- IATA: none; ICAO: KSBO; FAA LID: SBO;

Summary
- Airport type: Public
- Owner: County of Emanuel and The City of Swainsboro
- Serves: Swainsboro, Georgia
- Elevation AMSL: 327 ft (100 m)
- Coordinates: 32°36′32″N 082°22′11″W﻿ / ﻿32.60889°N 82.36972°W
- Website: Official website

Map
- SBO Location of airport in Georgia

Runways
| Direction | Length |  | Surface |
| ft | m |
| 14/32 | 6,021 | 1,835 | Asphalt |

Statistics (2022)
- Aircraft operations: 10,500
- Based aircraft: 14
- Source: Federal Aviation Administration

= East Georgia Regional Airport =

Airport in Georgia, United States

East Georgia Regional is a city/county-owned public-use airport in Swainsboro, Emanuel County, United States. The airport is located 2 nautical miles (4 km) southeast of the central business district of Swainsboro, Georgia.
This airport is included in the National Plan of Integrated Airport Systems for 2011–2015, which categorized it as a general aviation facility.
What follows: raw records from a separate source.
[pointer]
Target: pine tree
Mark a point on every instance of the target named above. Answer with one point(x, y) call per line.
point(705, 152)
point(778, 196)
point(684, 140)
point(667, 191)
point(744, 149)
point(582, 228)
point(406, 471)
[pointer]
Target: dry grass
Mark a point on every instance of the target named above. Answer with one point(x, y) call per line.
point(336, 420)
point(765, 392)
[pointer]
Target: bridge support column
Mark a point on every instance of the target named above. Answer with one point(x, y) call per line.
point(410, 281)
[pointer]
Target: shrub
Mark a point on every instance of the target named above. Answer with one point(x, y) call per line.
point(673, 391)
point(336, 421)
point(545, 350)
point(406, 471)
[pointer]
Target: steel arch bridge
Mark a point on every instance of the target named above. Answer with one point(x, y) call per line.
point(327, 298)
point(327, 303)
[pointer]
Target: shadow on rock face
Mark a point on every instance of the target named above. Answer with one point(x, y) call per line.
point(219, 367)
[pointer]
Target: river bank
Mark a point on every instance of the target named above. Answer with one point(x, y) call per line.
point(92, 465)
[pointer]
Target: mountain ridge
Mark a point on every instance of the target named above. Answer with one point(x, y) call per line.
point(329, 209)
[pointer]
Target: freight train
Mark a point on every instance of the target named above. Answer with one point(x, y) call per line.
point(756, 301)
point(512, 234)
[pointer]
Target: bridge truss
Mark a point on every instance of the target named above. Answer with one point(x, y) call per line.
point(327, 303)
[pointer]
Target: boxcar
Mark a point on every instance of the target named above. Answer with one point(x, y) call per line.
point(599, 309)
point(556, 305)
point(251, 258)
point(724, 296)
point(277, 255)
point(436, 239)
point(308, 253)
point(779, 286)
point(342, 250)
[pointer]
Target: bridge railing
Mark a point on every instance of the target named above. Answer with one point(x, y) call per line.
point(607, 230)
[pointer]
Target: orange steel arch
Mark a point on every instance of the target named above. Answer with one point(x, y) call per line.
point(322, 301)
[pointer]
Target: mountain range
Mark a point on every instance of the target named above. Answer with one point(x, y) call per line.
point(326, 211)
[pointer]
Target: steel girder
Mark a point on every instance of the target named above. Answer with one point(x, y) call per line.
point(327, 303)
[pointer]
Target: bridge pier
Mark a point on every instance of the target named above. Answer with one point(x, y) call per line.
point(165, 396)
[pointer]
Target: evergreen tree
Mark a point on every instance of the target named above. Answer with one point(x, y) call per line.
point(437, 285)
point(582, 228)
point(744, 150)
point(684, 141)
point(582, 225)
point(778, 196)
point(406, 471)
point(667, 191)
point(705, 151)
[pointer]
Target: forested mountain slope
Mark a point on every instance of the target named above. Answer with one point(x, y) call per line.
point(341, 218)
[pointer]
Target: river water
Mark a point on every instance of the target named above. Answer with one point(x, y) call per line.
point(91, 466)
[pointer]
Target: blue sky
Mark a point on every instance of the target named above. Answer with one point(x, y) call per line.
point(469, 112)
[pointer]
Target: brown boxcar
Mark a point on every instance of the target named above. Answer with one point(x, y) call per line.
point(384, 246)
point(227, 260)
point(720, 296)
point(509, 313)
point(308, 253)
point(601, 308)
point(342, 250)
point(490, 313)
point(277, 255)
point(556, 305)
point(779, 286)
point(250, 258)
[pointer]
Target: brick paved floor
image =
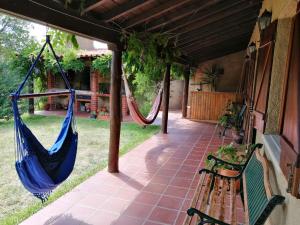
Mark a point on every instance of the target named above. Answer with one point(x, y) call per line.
point(154, 187)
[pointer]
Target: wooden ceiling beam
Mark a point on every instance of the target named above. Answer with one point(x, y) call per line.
point(92, 5)
point(245, 27)
point(220, 26)
point(154, 12)
point(216, 41)
point(220, 47)
point(215, 15)
point(123, 9)
point(181, 13)
point(218, 54)
point(53, 14)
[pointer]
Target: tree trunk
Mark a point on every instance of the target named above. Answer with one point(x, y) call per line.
point(185, 92)
point(164, 127)
point(30, 100)
point(115, 112)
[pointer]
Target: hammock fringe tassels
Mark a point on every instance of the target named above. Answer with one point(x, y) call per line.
point(39, 169)
point(135, 113)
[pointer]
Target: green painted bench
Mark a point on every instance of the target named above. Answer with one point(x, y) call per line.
point(215, 198)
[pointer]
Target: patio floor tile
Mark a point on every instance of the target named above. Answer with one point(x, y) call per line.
point(154, 187)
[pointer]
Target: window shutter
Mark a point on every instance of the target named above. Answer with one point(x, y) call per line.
point(263, 76)
point(290, 120)
point(247, 90)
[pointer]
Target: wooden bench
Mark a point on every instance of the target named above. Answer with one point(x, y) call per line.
point(215, 199)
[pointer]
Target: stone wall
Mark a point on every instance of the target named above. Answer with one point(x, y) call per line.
point(283, 11)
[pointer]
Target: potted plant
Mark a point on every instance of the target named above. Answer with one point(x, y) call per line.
point(93, 115)
point(230, 153)
point(231, 119)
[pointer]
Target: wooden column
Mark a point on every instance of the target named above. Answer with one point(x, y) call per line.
point(31, 90)
point(115, 111)
point(166, 95)
point(185, 92)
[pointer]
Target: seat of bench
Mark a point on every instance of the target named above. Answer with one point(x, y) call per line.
point(216, 196)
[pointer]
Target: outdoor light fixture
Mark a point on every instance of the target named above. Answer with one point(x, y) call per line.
point(264, 20)
point(251, 47)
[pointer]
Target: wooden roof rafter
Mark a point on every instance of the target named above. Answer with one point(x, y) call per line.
point(65, 19)
point(183, 12)
point(192, 24)
point(229, 10)
point(155, 12)
point(230, 25)
point(241, 35)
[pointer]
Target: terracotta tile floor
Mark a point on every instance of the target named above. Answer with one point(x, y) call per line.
point(154, 187)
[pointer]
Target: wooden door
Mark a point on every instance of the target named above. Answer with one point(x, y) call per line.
point(290, 120)
point(247, 90)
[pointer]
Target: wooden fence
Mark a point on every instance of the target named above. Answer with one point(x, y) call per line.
point(210, 105)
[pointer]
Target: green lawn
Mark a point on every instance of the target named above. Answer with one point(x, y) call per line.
point(16, 203)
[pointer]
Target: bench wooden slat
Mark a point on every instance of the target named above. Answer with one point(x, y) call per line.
point(213, 198)
point(224, 186)
point(245, 200)
point(204, 197)
point(233, 202)
point(212, 206)
point(266, 174)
== Facilities and aircraft ==
East Georgia Regional covers an area of 237 acres (96 ha) at an elevation of 327 feet (100 m) above mean sea level. It has one runway designated 14/32 with an asphalt surface measuring 6,021 x 100 feet (1,835 x 30 m). Runway 14 is equipped with ILS, RNAV and NDB approaches. Runway 32 is equipped for RNAV approaches. The magnetic variation from 2015 is 6 degrees West.

For the 12-month period ending December 31, 2022, the airport had 10,500 aircraft operations, average 29 per day: 90% general aviation and 10% air taxi. At that time there were 14 aircraft based at this airport: 5 single-engine, 5 multi-engine, 1 jet, and 1 glider.

==Accident==
On August 25, 2018, a Cessna 182A carrying a group of skydivers crashed and burst into flames shortly after takeoff at approximately 2:00 pm EDT, killing the pilot and three of the four passengers.